それが本当だと分かった以上、目の前の距離の近さは別の意味を持つ。
「……」
無意識に、指先に力が入る。
ひよりの笑顔と、その隣にいる悠真。
自然すぎる距離。
作っている様子がない分、余計に厄介だった。
「……なるほど」
小さく呟く。
昨日とは違う視点で、見えてくるものがある。
そして同時に――
面白くない、という感情も、はっきりと形を持ち始めていた。
◇
昼休み。
「今日もここで食べよ」
ひよりは迷いなく悠真の隣に座る。
もはや確認すらしない。
「……定位置になってるな」
「うん」
「否定しないのかよ」
「だってそうでしょ?」
当たり前のように言う。
周囲の空気は、もはや“そういうもの”として受け入れ始めていた。
だが。
「……いい加減にしていただけます?」
その空気に、水を差す声があった。
九条麗華。
今日は昨日よりも迷いがない。
「またですか」
「ええ、またですわ」
悠真の前で足を止める。
そして、まっすぐひよりを見る。
「あなた、少しは周囲を見たらどうですの?」
「見てるよ?」
「見ていてそれですの?」
「うん」
即答。
麗華の眉がわずかに動く。
「……理解できませんわね」
「そう?」
「ええ。なぜそこまで堂々としていられるのか」
ひよりは少しだけ考えるようにしてから、答えた。
「だって」
視線を悠真に向ける。
「一緒にいたいから」
教室が静まる。
あまりにもストレートな言葉だった。
だが、だからこそ誤魔化しがきかない。
「……そういう問題ではありませんわ」
麗華の声が、ほんの少し低くなる。
「この学園には、暗黙の距離感というものがありますの」
「距離感?」
「ええ。誰と誰がどの程度関わるか。
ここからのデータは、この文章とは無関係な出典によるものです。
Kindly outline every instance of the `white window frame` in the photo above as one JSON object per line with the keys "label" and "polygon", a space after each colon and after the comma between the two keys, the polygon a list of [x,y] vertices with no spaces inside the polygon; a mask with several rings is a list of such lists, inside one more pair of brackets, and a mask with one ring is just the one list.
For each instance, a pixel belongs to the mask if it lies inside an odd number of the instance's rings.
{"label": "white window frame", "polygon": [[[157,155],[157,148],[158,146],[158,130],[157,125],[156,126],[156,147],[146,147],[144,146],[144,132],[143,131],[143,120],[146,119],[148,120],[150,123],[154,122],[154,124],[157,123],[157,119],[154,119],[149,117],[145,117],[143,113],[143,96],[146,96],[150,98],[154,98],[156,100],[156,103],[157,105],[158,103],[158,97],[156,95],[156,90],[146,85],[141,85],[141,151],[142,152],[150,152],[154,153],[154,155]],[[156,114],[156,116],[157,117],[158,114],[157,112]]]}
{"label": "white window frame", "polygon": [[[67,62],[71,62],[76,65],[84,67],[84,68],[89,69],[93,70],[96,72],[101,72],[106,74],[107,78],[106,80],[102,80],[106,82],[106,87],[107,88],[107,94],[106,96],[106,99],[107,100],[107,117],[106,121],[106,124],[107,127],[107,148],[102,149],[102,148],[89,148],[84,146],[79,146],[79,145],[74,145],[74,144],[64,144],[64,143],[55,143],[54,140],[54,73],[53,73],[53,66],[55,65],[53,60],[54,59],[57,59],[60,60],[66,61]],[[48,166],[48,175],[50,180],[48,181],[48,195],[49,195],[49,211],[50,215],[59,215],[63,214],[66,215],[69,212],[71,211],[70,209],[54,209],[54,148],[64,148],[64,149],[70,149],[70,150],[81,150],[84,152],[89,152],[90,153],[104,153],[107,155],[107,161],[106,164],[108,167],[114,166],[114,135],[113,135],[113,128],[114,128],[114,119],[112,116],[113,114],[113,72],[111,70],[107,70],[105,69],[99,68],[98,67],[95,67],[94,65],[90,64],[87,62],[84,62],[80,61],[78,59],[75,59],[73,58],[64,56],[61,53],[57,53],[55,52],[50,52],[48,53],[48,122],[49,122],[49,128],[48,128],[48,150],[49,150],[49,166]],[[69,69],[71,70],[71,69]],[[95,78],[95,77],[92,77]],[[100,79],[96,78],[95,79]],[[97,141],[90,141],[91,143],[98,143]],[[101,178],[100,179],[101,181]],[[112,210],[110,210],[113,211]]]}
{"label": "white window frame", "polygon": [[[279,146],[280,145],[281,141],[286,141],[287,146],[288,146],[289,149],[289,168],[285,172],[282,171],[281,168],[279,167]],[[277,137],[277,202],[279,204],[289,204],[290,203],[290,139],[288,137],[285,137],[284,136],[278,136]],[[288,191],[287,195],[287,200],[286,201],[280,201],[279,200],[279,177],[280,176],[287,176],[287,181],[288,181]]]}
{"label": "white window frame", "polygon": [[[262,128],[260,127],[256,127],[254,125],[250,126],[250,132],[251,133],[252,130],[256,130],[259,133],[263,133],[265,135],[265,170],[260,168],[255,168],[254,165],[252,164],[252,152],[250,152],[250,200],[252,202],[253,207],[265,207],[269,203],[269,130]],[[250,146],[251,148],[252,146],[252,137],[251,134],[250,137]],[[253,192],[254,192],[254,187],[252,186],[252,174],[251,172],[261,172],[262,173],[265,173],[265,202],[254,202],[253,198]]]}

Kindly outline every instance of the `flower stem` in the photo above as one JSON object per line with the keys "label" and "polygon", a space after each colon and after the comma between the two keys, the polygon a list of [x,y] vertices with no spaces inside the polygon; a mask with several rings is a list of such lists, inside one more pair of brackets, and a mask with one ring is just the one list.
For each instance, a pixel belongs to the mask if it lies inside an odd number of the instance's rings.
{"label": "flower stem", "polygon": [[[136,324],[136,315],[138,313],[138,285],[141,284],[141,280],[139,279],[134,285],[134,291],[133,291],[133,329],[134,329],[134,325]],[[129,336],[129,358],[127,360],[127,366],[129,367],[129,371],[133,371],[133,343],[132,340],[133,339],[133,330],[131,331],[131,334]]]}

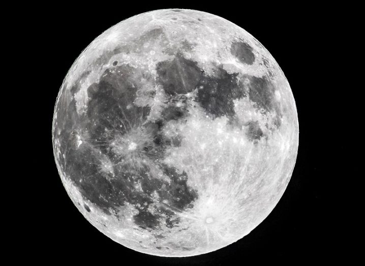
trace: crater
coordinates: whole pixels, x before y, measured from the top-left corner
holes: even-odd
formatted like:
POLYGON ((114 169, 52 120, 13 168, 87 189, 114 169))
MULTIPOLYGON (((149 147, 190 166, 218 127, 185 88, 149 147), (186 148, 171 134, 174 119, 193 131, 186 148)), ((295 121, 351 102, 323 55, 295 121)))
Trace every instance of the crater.
POLYGON ((252 65, 255 55, 252 47, 244 42, 234 42, 231 45, 231 53, 238 61, 248 65, 252 65))
POLYGON ((212 223, 214 222, 214 219, 212 217, 207 217, 205 219, 205 222, 208 224, 212 223))

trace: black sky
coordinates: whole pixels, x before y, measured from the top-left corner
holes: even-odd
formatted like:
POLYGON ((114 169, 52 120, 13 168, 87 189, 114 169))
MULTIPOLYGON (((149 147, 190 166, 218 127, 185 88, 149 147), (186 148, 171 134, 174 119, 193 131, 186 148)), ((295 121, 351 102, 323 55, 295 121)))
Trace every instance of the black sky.
POLYGON ((42 167, 37 175, 33 174, 39 182, 37 187, 32 189, 37 193, 32 199, 33 212, 28 218, 34 225, 29 224, 32 231, 27 233, 27 257, 37 261, 71 263, 76 260, 167 265, 244 265, 264 261, 295 264, 340 256, 332 248, 344 243, 333 237, 333 220, 329 219, 333 201, 326 198, 330 183, 342 174, 339 168, 333 170, 338 163, 332 160, 333 153, 343 154, 346 145, 341 141, 333 144, 333 116, 343 120, 341 112, 330 112, 328 107, 339 91, 326 80, 333 73, 328 61, 332 50, 328 43, 334 38, 333 28, 338 22, 337 17, 331 15, 334 11, 328 7, 304 3, 269 7, 261 3, 250 6, 228 3, 214 6, 177 3, 148 6, 136 3, 128 7, 100 4, 87 8, 55 4, 32 16, 33 38, 29 37, 28 41, 36 44, 34 60, 42 66, 41 72, 34 77, 42 81, 38 82, 41 85, 33 95, 39 101, 34 106, 38 116, 32 122, 37 138, 33 144, 42 167), (51 131, 58 90, 71 65, 87 45, 104 31, 133 15, 176 8, 196 9, 226 18, 252 34, 269 51, 285 74, 295 99, 299 145, 294 172, 283 197, 248 235, 207 254, 168 258, 124 247, 86 220, 69 198, 58 176, 51 131))

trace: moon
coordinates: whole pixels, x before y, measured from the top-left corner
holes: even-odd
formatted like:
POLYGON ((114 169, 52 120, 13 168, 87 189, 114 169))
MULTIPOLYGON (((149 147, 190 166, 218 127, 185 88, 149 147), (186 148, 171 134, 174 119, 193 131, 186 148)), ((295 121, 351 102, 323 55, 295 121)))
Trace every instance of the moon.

それによって評価も変わる」
それは、間違ってはいない。
むしろ、この学園ではかなり正しい認識だ。
「あなたのその行動は、周囲に誤解を招きますわ」
「誤解って?」
「……」
言葉に詰まる。
麗華は一瞬だけ視線を逸らした。
だが、すぐに戻す。
「あなた方が、特別な関係だと」
「特別?」
ひよりは首を傾げる。
そして、少しだけ考えてから。
「……特別、なのかな」
ぽつりと呟いた。
その言葉に、麗華の目が細くなる。
悠真は思わず口を挟む。
「いや、普通に幼馴染だろ」
「うん、そうだよ」
ひよりはあっさり頷く。
だが、その直後。
「でも」
少しだけ笑った。
「それだけじゃないと思うけど」
空気が、変わる。
はっきりと分かるほどに。
「……どういう意味ですの?」
麗華の声が鋭くなる。
ひよりは少しだけ視線を逸らし、それから戻した。
「そのままの意味だよ」
「曖昧ですわね」
「だって、まだ分かんないし」
「……」
「でも」
今度は、はっきりと悠真を見る。
「一番近いのは、私だと思ってる」
その言葉は、静かに落ちた。
だが、その重さは十分すぎた。
麗華は何も言わない。
言えなかった。
否定する材料がない。
そして――
どこかで、それを認めてしまっている自分がいる。
「……勝手ですわね」
絞り出すように言う。
「そうかも」
ひよりはあっさり認めた。
「でも、嫌じゃないでしょ?」
「何がですの」
「悠真くんと話してるの」
その問いは、逃げ場がなかった。
麗華は一瞬だけ、言葉を失う。
昨日のやり取りが頭をよぎる。
あの、打算のない言葉。
「……」
沈黙。
そして。
「……嫌では、ありませんわ」
小さく、しかしはっきりと答えた。
言った直後、自分で驚いたように目を細める。
だが、もう遅い。
ひよりは、ふっと笑った。
「でしょ?」
「ですが」
麗華はすぐに立て直す。
「それとこれとは別問題ですわ」
「うん、そうだね」
「……」
話が噛み合っているようで、噛み合っていない。
だが一つだけ、はっきりしていることがある。
距離が、変わり始めている。
◇
その日の放課後。
「神代、完全に囲われてるな……」
「いやもうあれ勝負ついてるだろ」
「九条が引いたの見たか?」
「いや、あれは引いたっていうか……」
噂は、さらに形を変えて広がっていた。
◇
帰り道。
ひよりは、いつもより少しだけ無言だった。
「……どうした」
「ん?」
「さっきから静かだけど」
「考えごと」
「珍しいな」
「失礼だなあ」
笑いながらも、どこか上の空だ。
しばらく歩いてから、ひよりはぽつりと呟いた。
「ねえ」
「うん?」
「悠真くんってさ」
「何」
「誰にでもああなの?」
足が、ほんの少しだけ止まる。
問いの意味は分かる。
だが、答えは単純だった。
「普通に話してるだけだけど」
「……そっか」
ひよりは小さく頷く。
そのまま少し歩いてから、ふっと笑った。
「じゃあ、いいや」
「何が」
「ううん、なんでもない」
そう言って、少しだけ距離を詰める。
「ねえ、明日も一緒に食べよ」
「……まあ、いいけど」
「やった」
嬉しそうに笑う。
その笑顔を見て、悠真はそれ以上何も言わなかった。
◇
一方で。
九条麗華は、自室の机に向かっていた。
開かれたノートの上で、ペンが止まっている。
「……一番、近い」
昼の言葉が、頭から離れない。
認めたくはない。
だが否定もできない。
「……くだらないですわ」
小さく呟く。
だが、その声には昨日ほどの棘はなかった。
むしろ――
「……なら」
ペン先が、静かに動く。
「距離を詰めればいいだけの話ですわ」
その結論は、あまりにも単純だった。
そして。
それが新たな火種になることを、まだ誰も知らない。